In the mesmerizing movie Life of Pi, Pondicherry (now Puducherry) is described as "one of the most beautiful places on earth". This tiny union territory with sylvan boulevards is truly unique. 98% of homes have electricity, 81% a phone, 82% a television, 94% transport, 93% an aadhaar card and 100% atleast one bank account after the Jan Dhan Yojana.
So, it is more than a tad surprising that of the only two cities that the Food Ministry chose to conduct "pilots" to replace the public distribution system's (PDS) subsidized foodgrains with cash - this affluent former French colony is one. Bafflingly, the über planned Chandigarh designed by Le Corbusier is the other. But does it make any sense to test the replicability of cash transfers, across the expanse of India, only in the best-case scenario?

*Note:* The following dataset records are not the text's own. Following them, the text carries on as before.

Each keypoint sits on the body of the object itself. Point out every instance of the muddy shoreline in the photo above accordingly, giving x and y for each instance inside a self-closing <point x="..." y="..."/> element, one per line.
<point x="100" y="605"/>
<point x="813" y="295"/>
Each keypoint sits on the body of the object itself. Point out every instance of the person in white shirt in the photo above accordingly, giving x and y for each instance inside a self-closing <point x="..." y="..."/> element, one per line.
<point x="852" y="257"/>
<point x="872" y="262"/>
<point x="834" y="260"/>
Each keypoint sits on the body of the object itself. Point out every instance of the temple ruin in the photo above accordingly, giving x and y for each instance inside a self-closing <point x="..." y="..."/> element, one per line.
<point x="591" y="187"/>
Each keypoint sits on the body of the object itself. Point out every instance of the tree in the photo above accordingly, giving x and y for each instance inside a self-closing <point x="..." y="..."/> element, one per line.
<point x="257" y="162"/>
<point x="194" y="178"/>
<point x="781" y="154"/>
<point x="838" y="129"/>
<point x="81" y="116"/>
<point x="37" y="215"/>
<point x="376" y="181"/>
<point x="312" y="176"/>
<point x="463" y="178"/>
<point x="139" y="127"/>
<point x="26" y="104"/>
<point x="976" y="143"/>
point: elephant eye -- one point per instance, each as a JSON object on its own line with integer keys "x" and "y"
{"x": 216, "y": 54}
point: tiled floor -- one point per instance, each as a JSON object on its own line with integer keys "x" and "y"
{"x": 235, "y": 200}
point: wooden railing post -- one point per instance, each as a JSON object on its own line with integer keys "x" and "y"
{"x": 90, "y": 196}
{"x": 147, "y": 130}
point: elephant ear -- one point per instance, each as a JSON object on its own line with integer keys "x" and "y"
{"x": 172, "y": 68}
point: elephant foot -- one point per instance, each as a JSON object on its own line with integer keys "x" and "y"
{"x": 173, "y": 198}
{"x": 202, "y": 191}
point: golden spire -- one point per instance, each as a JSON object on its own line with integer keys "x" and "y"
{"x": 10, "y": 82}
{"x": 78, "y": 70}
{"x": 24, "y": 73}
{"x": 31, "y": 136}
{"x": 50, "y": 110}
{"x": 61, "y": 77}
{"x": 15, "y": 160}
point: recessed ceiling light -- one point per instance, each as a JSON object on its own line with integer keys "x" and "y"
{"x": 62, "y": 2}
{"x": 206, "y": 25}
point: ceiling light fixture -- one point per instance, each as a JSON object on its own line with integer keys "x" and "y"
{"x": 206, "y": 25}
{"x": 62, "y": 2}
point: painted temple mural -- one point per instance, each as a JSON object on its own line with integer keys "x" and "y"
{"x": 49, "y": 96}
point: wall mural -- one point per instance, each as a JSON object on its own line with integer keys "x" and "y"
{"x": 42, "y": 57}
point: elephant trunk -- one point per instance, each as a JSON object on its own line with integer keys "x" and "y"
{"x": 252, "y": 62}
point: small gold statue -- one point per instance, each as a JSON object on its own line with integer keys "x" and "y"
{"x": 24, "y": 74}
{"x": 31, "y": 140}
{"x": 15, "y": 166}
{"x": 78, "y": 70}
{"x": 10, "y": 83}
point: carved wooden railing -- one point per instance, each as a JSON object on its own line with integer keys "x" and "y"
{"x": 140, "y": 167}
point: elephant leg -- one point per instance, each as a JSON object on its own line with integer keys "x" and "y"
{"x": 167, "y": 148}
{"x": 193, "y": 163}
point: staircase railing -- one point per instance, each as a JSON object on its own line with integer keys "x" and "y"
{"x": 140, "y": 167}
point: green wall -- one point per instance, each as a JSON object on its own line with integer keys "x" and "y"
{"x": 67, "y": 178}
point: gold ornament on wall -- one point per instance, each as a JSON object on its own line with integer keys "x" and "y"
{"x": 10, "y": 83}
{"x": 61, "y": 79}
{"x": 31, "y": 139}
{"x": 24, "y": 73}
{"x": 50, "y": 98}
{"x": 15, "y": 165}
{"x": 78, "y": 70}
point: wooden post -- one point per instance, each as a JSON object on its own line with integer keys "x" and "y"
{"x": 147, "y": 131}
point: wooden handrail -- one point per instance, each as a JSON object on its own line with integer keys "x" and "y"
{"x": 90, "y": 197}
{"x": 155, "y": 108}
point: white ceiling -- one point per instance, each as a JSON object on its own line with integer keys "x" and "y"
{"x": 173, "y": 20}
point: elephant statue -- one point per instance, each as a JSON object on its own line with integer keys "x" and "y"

Yet, direct cash benefit transfer (DBT) is the latest buzzword in the Finance Ministry, which has mooted with ferocity for the "JAM Trinity" (Jan Dhan, Aadhaar and Mobile). But the question remains - will the poor have access to the trinity despite living on the margins? And is it possible in the first place to identify who is poor before doling out cash, the weakest design link of all targeted anti-poverty schemes? The Prime Minister's appeal to the wealthy to voluntarily give up their LPG subsidy speaks volumes of this inherent flaw.
Nevertheless, the Food Ministry is pulling all stops to push the Shantha Kumar High Level Committee's controversial recommendation for the "gradual introduction of cash transfers in [the] PDS..." to be "rolled out over the next 2-3 years." Economists have been crying hoarse about its faulty methodology, which overestimates PDS leakages. But, the Ministry has been shooting off letters to all states to coax them to switch from food to cash − necessarily with aadhaar.
But this clearly violates Supreme Court orders. In September 2013, March 2014 and March 2015, the apex court has ruled that aadhaar cannot be made compulsory. The government body, which generates these unique numbers, still operates without any Parliamentary approval. In 2013, then BJP vice-president Smriti Irani had even criticized that it "violated the Constitutional right to privacy". Yet in the JAM, aadhaar is mandatory.
In ground zero, the Puducherry government, that is part of the NDA coalition, has gone several steps further. Nationwide, it is the first to replace 10 kilos of free rice per family with ₹300 in 3 lakh aadhaar-seeded bank accounts each month.
So, beneficiaries are now scurrying from pillar to post with their magic numbers. Delivery of rice has stopped for the last 5 months. Employees of ration shops (all run by cooperatives) haven't been paid their salaries for 4 months and may lose their jobs. Opposition parties are up in arms with several protest demonstrations. Even in paradise, apparently many people don't want cash.
Women complained that even if cash were deposited in their bank accounts, their husbands often withdraw money with ATM cards. Plus, their workload would double − first trudge to the bank and then the market or ration shops. And what if food inflation spikes? As one homemaker put it, "atleast rice will go directly to the kitchen."
Several state governments including Tamil Nadu, Odisha and Madhya Pradesh have written in protest. Similar experiments a few years ago in Kotkasim in Rajasthan revealed that the genuinely needy without the wherewithal to navigate this complex system got ousted. Delhi's Anna Shree Yojana launched with much fanfare for 1-lakh families too has been wound up.
And if cash were scaled up nationwide − what will happen to India's 48 million tonne mountain of food stocks? Will farmers, who are already livid with the land ordinance, be left high and dry with their harvest?
Surprisingly, during the passage of the Food Law, BJP leaders had specifically moved amendments in Parliament to "remove the provision of cash transfer and food coupons". So, why is the NDA government now singing a different tune with picture perfect Puducherry as an all too convenient backdrop?